Lessons from Turkey’s refugee crisis for dealing with COVID-19
Any economy, be it rice farming or high finance, relies on people working together. The COVID-19 pandemic has put an abrupt stop to this. Countries around the world are now rolling out economic measures to protect jobs and economic activity until we find a way to start back up again.
I was watching a video by President Emmanuel Macron of France lately. The video started with strong messages about how no French company was to be abandoned to bankruptcy and no citizen be left without an income stream. Yet when it came to the measures, Macron sounded generic and weak to me. There wasn’t a sufficient understanding of the devastating impact social distancing will have on the way we earn a living.
Why? I tend to think that the COVID-19 economic response of so many countries is much like the Turkish response to the refugee crisis. Let me share some experiences of our refugee response in the hope that it might be helpful in thinking about the outbreak. I’m afraid there are quite a few similarities.
In 2011, when the Syrian civil war first started, Turkey had never had significant experience with refugees coming to live here. Turks would go to richer and more fortunate countries, but people from less fortunate countries would seldom come to Turkey. This was to be our first experience with a different aspect of globalization, that of being a destination country. According to a survey, only 7.8 percent of Turks think themselves to be culturally similar to Syrians. For the first time, Turkey no longer just belonged to Turks, we were to share it with people from the outside who might want to be part of it as well.
As it happens with all such things, Turkey had to ease itself into this new reality. At the outset, Turks thought the refugee inflow was something like a natural disaster, akin to an earthquake response. The Turkish institution that deals with it was the Disaster and Emergency Management Presidency (AFAD). Gradually, we learned that man-made disasters are totally different from natural disasters. It wasn’t a one-off event, but a developing situation, so Turkey had to get better at understanding their needs and helping in different ways as the situation changed.
Different stages require different responses coming from different arms of government. Municipal governments across the country needed to accommodate new Syrian neighborhoods springing up, the Health Ministry needed to adjust to their unique post-trauma needs, the labor and agriculture ministries had to think about seasonal work, urban employment, and all sorts of other aspects. Yet all that was not enough.
As the numbers kept increasing, it became clear that Turkey could not cope with the influx. The refugee crisis had a local impact, but it was so big that it required global cooperation to create a truly sustainable solution. This is why the recent Russian attack on Turkish soldiers in Idlib was so crucial – there were a million more refugees on the Turkish border, and if Turkey budged, all would come and stay.
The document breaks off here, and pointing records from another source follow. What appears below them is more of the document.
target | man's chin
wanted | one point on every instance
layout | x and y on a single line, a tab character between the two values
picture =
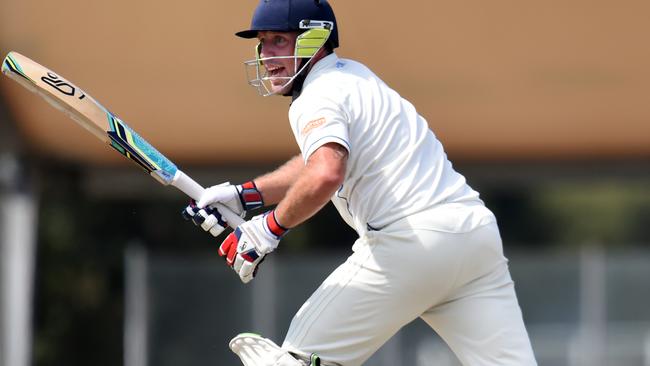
281	89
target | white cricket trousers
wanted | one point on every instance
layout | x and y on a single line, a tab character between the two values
458	283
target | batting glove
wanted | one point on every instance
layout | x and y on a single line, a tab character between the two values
209	219
246	247
239	198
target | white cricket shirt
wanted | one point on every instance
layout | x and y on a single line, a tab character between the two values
397	169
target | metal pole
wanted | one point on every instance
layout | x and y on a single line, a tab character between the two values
136	312
17	246
593	307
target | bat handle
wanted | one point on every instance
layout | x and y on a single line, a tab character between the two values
191	188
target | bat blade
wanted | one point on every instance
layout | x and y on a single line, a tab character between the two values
90	114
106	126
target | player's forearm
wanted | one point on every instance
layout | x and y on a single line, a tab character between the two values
274	185
317	182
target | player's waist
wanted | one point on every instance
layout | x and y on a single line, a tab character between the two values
448	217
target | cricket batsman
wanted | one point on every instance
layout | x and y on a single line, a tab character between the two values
428	247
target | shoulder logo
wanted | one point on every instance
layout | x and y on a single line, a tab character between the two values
312	125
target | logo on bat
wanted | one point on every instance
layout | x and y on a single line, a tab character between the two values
61	85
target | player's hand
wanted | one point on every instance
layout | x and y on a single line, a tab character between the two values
209	218
246	247
239	198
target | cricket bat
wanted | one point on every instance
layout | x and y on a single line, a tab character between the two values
106	126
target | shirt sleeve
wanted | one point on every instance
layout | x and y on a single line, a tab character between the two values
318	122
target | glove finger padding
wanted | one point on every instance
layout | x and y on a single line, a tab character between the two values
224	193
209	219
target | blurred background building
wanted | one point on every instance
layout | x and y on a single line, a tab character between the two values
543	106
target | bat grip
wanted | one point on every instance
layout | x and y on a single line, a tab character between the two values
191	188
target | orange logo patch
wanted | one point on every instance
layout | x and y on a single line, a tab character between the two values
313	125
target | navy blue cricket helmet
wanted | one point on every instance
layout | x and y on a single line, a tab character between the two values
285	16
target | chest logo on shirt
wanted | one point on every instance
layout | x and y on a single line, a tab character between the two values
312	125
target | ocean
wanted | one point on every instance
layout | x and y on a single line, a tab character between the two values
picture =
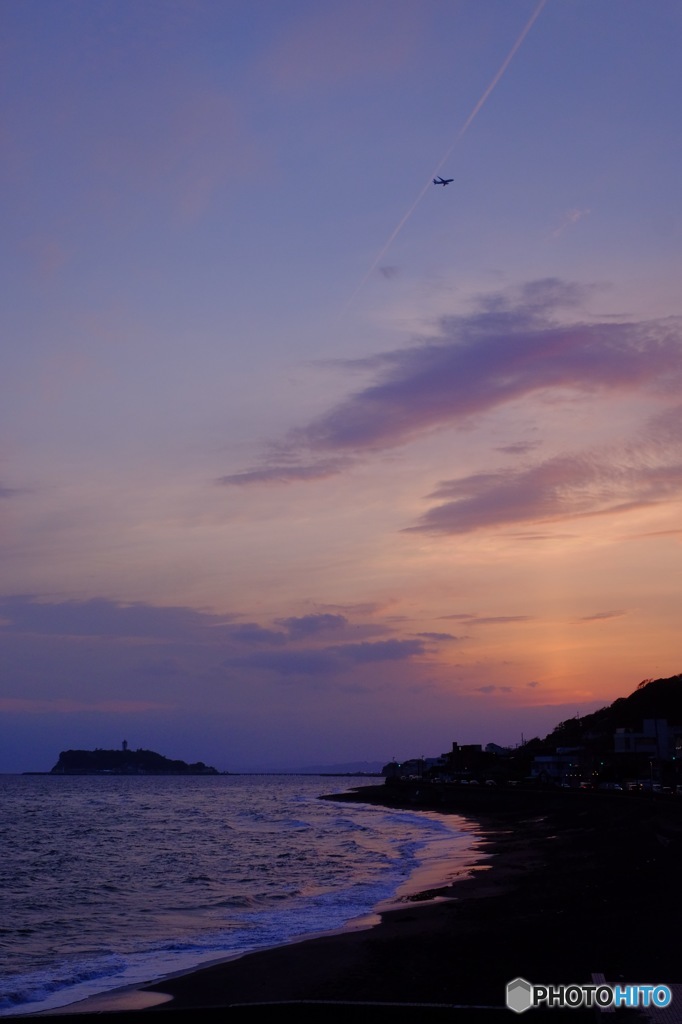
113	881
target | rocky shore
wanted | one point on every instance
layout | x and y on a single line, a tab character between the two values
579	884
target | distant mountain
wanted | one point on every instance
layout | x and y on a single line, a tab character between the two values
125	762
347	768
652	698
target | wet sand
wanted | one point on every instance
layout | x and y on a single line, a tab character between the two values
579	883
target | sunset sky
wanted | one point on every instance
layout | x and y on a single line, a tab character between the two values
306	460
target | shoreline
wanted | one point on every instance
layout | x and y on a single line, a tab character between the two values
428	881
578	884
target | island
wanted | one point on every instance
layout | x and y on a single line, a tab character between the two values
125	762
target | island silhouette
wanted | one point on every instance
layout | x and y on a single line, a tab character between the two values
125	762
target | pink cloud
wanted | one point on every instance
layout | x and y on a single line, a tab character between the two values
508	349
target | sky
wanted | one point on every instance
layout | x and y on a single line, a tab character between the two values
305	460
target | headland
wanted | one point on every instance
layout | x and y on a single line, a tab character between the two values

As the international cooperation mechanisms were breaking down, Turkey allowed refugees to make the crossing to Europe. These people should be seen as a plea for rapid help, not as a threat. Note that EU aid per refugee rises 41 times when a refugee passes the Meriç (Evros) River separating Turkey and Greece. So, it must be a very simple choice for millions of people: If you have to be a refugee, it’s better to be one in Europe than in Turkey.
What does this experience tell us about the COVID-19 economic response in the West? First of all, what we have here is an evolving situation, rather than a one-off. Hence the currently announced measures to inject cash into the economy won’t work on their own. This situation will not end in a few weeks, so we all need to take a longer view and think more creatively, and to express those ideas to the public.
Second, the COVID-19 outbreak creates a lot of small local problems, yet it is a global phenomenon and requires close global cooperation. We need to pool our experiences and resources in order to cope with this virus. More than ever before, this is a fight that should bind humanity together, not split it into national factions. There is no need for separate Chinese and Western institutions, nor any need for breaking the trade ties that bind us together. We have the institutions we need, like the G20, the U.N., World Bank and others. This is the time to reinforce and reform them.
In wartime, nations fight on because they want to give meaning to the lives they lost in the trenches. We have many thousands of people who are dying from COVID-19. We should make their lives mean something by coming together.